Einige RPF-Autoren sind angehende MFA-Kandidaten; andere sind einfach gelangweilte Teenager. Und obwohl die demografische Zusammensetzung spezifischer Prominenten-Fangemeinden im Internet schwer zu erkennen ist, sagt Wattpad-Marketingmanagerin Amy Martin, dass die Mehrheit der 16 Millionen monatlichen Nutzer der Plattform zum Austausch von Geschichten unter 18 Jahre alt ist und eine „beträchtliche Anzahl“ 18 bis 25 Jahre alt ist. Mehr als die Hälfte der Nutzer ist weiblich. Die Geschichten auf Wattpad, das 2006 ins Leben gerufen wurde, umfassen zwischen 10 und mehr als 70 Seiten und werden zwischen ein paar hundert „Reads“ – ein Seitenklick und Verweilen, das Martin mit einem YouTube-„View“ vergleicht – und mehreren Millionen für die populäreren Themen wie One Direction und Zac Efron gelesen.

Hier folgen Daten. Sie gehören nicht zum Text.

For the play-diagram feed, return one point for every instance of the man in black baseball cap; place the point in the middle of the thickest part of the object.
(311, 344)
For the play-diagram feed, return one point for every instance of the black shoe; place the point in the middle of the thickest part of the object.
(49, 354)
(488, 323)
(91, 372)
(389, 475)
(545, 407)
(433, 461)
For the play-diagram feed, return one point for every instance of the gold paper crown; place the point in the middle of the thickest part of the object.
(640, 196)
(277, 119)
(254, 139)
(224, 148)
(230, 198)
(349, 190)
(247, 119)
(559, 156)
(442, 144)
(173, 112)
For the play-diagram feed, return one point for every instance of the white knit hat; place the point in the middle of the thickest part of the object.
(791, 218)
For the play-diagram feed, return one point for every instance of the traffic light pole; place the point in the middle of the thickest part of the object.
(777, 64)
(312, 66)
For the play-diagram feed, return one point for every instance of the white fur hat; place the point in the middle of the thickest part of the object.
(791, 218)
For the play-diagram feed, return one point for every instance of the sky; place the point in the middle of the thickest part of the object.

Der Aufstieg des Genres ist in einer Zeit, in der Berühmtheiten verehrt werden, nicht überraschend, aber Gelehrte würden behaupten, dass RPF mindestens so alt ist wie Shakespeare (Julius Cesar, Henry V). Frühe digitale Versionen wurden oft auf Listservs und Websites wie LiveJournal geteilt und konzentrierten sich auf bestimmte Prominente wie Mitglieder von ‚N Sync.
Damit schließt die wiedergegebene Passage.